De Beers to spend US$1 billion in Botswana mine expansion

De Beers, the world’s largest diamond producer by value, said on Wednesday it’s going ahead with a planned US$1 billion investment to extend […]
The Jwaneng open pit diamond mine is moving underground. Credit: Debswana Diamond

De Beers, the world's largest diamond producer by value, said on Wednesday it’s going ahead with a planned US$1 billion investment to extend the life of its flagship Jwaneng mine in Botswana by moving operations underground.

The decision comes amid ongoing weak conditions in the global diamond market, which saw prices for wholesale polished diamonds dropped by 20% in 2023, dragging down with them rough diamonds. 
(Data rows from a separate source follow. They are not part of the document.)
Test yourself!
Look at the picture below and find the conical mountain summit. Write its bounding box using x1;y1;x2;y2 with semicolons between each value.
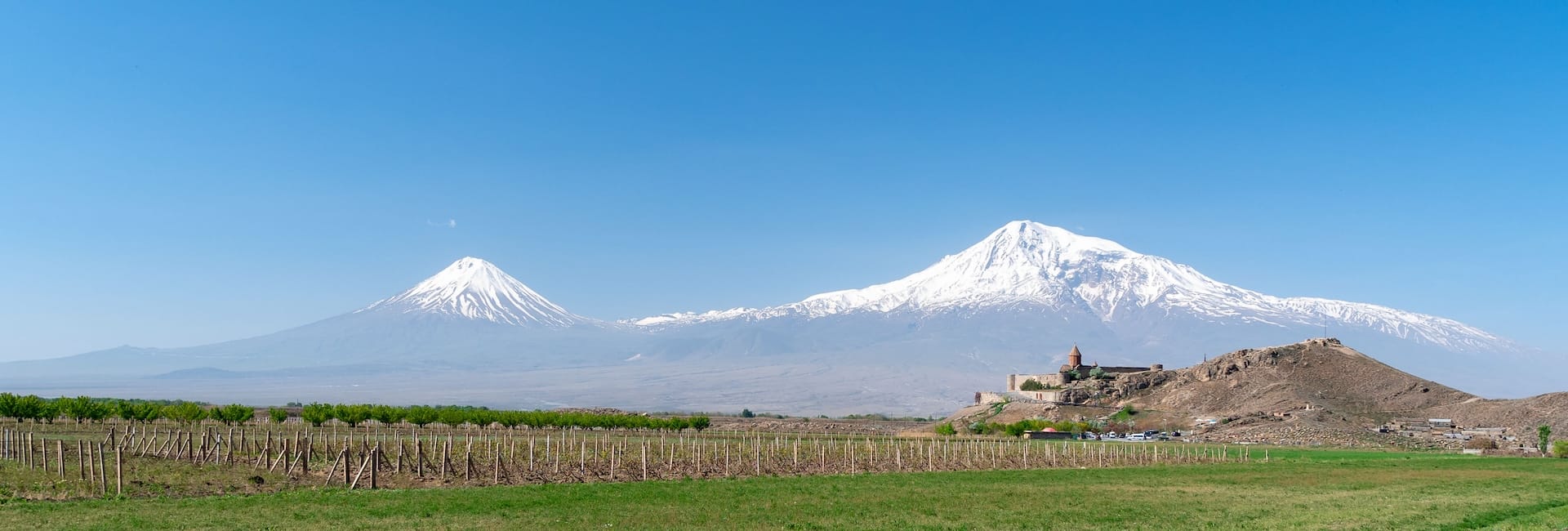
630;221;1518;357
354;257;591;328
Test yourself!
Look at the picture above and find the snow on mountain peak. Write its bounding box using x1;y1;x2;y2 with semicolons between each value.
627;221;1505;350
354;257;588;326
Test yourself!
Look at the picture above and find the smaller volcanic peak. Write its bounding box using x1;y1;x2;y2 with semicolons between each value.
354;257;590;328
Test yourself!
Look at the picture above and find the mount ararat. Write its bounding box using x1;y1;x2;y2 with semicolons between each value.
0;221;1554;415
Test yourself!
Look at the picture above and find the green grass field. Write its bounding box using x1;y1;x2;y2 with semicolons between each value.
0;448;1568;529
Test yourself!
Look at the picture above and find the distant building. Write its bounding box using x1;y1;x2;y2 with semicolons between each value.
1007;345;1162;391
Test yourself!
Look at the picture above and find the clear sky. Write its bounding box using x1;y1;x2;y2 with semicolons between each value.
0;2;1568;360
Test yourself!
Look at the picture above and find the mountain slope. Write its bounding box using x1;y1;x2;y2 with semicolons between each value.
622;221;1536;398
1135;338;1476;417
354;257;593;328
643;221;1517;350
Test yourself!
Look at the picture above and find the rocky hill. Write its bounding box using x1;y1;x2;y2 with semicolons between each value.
1116;338;1476;422
953;338;1568;446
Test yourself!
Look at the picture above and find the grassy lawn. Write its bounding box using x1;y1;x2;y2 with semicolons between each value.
0;449;1568;529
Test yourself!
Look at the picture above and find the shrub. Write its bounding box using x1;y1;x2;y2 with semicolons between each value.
1464;437;1498;449
163;403;207;425
370;406;404;427
332;404;370;427
403;406;436;427
212;404;256;426
300;403;332;427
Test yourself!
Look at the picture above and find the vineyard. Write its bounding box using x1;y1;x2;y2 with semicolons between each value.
0;420;1253;498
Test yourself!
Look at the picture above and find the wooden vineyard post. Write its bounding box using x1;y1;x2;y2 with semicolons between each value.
322;449;348;487
370;444;381;490
114;445;126;497
343;454;372;490
97;444;108;497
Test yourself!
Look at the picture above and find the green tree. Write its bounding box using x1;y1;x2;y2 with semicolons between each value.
370;406;403;426
0;393;22;422
332;404;370;427
29;395;60;425
55;395;92;425
163;403;207;425
436;406;469;427
300;403;332;427
403;406;436;427
212;404;256;426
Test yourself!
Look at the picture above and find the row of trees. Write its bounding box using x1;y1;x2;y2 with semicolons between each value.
960;418;1102;437
0;393;256;425
0;393;712;432
300;403;712;432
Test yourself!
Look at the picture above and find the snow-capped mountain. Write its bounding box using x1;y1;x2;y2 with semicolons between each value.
354;257;593;328
0;221;1560;415
627;221;1507;350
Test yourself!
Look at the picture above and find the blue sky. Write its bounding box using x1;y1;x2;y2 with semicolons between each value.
0;2;1568;360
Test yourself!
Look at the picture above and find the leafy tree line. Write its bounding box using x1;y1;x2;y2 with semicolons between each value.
300;403;712;431
0;393;256;425
960;418;1094;437
0;393;712;431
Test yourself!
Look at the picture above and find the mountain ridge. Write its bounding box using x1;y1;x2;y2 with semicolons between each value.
621;221;1517;350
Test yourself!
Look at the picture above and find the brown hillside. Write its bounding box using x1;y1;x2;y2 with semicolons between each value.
1428;393;1568;444
949;338;1568;448
1118;338;1476;420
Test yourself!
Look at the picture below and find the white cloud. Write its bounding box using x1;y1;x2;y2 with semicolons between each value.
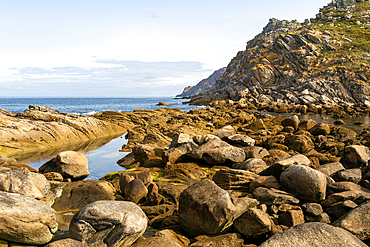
0;59;212;97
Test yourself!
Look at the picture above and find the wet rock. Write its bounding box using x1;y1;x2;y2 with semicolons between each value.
132;230;190;247
281;115;300;130
187;140;245;165
164;162;208;179
325;200;358;220
247;119;266;130
39;151;90;181
284;135;315;153
43;172;63;182
45;238;88;247
212;169;259;191
69;201;147;247
333;202;370;240
0;168;50;199
260;222;366;247
280;165;327;202
259;154;311;180
132;144;164;167
242;146;269;159
0;192;58;245
332;168;362;184
53;180;116;212
117;153;136;169
298;119;317;131
211;125;236;138
315;162;345;177
178;179;258;236
233;158;268;174
302;203;324;217
278;205;305;227
189;233;244;247
125;179;148;204
253;187;299;205
222;134;256;147
308;123;330;136
340;145;370;169
234;208;272;237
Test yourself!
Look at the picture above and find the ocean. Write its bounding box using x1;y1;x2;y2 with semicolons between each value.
0;97;199;115
0;97;203;180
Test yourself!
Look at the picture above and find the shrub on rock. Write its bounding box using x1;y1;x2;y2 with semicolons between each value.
280;165;327;202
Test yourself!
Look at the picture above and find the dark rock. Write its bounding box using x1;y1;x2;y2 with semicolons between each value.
340;145;370;169
178;179;258;236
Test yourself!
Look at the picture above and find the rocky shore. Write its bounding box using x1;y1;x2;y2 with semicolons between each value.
0;105;370;247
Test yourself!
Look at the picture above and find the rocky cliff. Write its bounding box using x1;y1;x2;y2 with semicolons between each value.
176;67;226;97
0;106;126;156
191;0;370;110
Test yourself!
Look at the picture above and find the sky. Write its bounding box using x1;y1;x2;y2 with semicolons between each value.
0;0;330;97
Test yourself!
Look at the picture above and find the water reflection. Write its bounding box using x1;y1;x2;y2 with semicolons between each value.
11;135;127;180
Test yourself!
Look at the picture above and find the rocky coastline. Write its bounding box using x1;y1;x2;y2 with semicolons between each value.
0;102;370;247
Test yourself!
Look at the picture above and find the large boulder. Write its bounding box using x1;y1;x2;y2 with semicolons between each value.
187;139;245;165
333;202;370;240
0;168;50;199
69;201;148;247
178;179;258;236
260;222;367;247
234;208;272;237
0;191;58;245
53;180;116;212
280;165;327;202
260;154;311;180
212;169;259;191
222;134;256;147
340;145;370;169
212;125;236;138
39;151;90;181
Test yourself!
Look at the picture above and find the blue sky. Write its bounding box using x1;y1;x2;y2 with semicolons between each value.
0;0;329;97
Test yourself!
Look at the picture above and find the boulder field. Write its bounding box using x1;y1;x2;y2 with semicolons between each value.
0;103;370;247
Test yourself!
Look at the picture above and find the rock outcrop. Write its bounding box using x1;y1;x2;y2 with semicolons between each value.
176;68;226;97
0;106;126;156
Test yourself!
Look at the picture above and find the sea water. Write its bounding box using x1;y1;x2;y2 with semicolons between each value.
0;97;204;179
0;97;202;115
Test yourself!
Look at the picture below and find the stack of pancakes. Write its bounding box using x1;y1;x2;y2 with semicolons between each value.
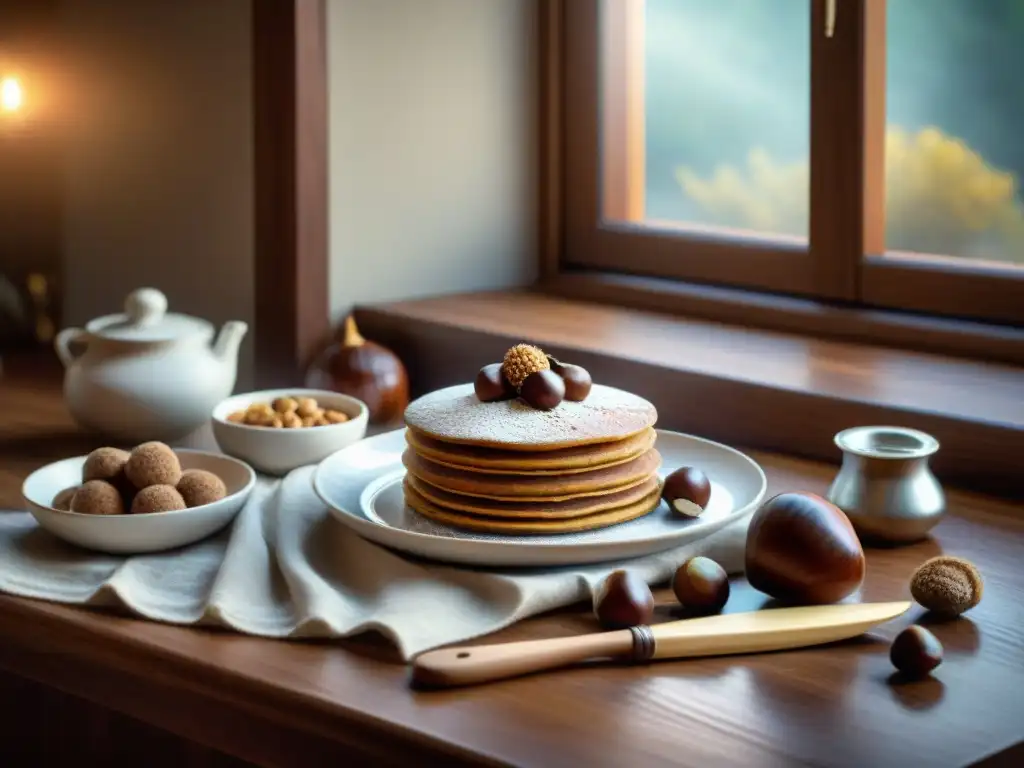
402;385;662;535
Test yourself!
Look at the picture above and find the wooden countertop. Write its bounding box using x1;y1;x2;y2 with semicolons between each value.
0;352;1024;768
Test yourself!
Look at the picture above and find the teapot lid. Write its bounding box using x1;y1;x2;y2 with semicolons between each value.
85;288;213;342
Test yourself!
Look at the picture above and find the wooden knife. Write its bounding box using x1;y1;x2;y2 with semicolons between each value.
412;602;911;687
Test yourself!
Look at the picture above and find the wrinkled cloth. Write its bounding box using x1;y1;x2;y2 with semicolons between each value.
0;467;750;660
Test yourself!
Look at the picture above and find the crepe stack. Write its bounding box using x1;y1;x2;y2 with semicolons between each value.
402;385;662;535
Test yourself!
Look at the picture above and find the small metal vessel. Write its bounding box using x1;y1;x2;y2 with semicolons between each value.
827;426;946;544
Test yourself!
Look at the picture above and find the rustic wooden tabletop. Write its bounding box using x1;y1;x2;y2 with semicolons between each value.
0;360;1024;768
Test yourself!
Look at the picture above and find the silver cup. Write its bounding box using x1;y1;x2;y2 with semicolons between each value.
827;426;946;544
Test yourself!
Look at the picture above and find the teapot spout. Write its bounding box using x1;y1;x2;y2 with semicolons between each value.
213;321;249;366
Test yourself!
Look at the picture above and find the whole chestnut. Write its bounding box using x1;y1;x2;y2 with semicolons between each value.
305;315;409;424
745;493;864;604
662;467;711;517
473;362;515;402
548;354;594;402
672;556;729;613
889;625;942;678
519;369;565;411
594;570;654;630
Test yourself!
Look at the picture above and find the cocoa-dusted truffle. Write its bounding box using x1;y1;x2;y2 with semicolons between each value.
131;485;185;515
177;469;227;507
71;480;125;515
910;555;984;618
82;447;128;485
50;485;79;512
502;344;551;392
125;441;181;490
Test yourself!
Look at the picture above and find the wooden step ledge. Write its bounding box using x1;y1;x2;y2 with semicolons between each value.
356;290;1024;498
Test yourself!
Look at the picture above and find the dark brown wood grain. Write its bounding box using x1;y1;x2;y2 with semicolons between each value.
358;291;1024;498
538;0;565;278
0;352;1024;768
536;270;1024;366
252;0;330;387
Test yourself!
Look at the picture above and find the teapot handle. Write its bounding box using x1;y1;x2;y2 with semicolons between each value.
53;328;84;368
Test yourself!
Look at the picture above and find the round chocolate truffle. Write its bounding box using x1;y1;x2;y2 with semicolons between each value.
71;480;125;515
125;441;181;490
131;485;185;515
177;469;227;507
82;447;128;485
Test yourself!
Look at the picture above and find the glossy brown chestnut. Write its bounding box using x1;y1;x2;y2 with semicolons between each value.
548;354;594;402
473;362;515;402
672;556;729;614
745;493;864;604
305;315;409;424
662;467;711;517
519;370;565;411
889;625;942;678
594;570;654;630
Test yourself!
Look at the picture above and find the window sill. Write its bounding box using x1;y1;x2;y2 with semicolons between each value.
357;290;1024;498
539;270;1024;366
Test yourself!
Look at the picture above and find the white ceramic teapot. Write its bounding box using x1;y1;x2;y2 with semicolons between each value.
53;288;249;444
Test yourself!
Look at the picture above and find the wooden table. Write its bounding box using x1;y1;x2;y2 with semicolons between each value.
0;361;1024;768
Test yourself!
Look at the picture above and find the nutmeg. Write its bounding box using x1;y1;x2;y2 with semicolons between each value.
299;315;409;424
502;344;551;392
910;555;984;618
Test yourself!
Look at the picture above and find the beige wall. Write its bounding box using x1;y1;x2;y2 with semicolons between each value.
328;0;537;319
62;0;253;387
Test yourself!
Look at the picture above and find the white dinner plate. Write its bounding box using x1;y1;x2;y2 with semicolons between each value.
313;429;768;566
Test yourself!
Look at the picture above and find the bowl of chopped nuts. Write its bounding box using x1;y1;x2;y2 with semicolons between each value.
211;389;370;475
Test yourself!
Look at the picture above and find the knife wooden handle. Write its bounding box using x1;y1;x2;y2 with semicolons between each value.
413;630;633;687
413;601;911;687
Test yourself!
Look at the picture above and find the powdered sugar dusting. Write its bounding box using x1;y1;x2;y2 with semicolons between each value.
406;384;657;451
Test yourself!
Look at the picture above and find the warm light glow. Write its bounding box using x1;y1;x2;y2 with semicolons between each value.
0;78;23;112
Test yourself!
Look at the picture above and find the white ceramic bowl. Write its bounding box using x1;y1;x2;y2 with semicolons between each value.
22;449;256;555
212;389;370;475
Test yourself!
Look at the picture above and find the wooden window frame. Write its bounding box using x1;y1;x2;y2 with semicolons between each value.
542;0;1024;346
252;0;331;388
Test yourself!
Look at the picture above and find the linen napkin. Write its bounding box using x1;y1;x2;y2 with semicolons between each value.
0;467;750;660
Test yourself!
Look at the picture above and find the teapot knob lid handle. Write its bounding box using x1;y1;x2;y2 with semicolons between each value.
125;288;167;326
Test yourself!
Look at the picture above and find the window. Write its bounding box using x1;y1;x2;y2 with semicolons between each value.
563;0;1024;325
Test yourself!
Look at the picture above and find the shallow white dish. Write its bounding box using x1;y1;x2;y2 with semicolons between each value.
211;388;370;475
22;449;256;555
313;429;768;566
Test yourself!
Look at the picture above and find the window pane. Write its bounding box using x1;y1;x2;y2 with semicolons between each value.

The Anglo American (LON: AAL) unit and the government of Botswana, which jointly own Debswana Diamond, said the investment will fund establishing a drilling platform to facilitate sampling of kimberlite pipes. It would also allow developing essential infrastructure to support the project development

Initial works at Jwaneng underground will begin in May this year and will be developed in two further phases, Phase 1 mining and Phase 2 mining. The gradual development is meant to support long-term future production at the mine in an environment of tightening long-term diamond supply, De Beers said.

"The global supply of natural diamonds is falling, so moving forward with the Jwaneng underground project creates new value for investors," CEO Al Cook said in the statement.

Extending the productive life of Jwaneng, the world’s richest mine in term of diamonds value, has been in the cards since 2010. Debswana said in 2018 it was in the final stages of a $3 billion project to extend the lifespan of the mine to 2024, and noted it was planning a further investment to keep the mine running for 11 years from 2024.

Jwaneng underground mine is forecast to produce as much as 9 million carats per year. Since 1982, when it began operations, it has produced an annual average of almost 11 million carats per year.

Debswana is a major contributor to the national economy of Botswana, making up a fifth of the country’s GDP.  It is also critical to De Beers as it contributes nearly half the carats the company produces a year.

After months of negotiations, De Beers agreed last year to a new diamond sales pact with Botswana, which will see the government's share of diamonds from the Debswana joint venture gradually increase to 50% over the next decade.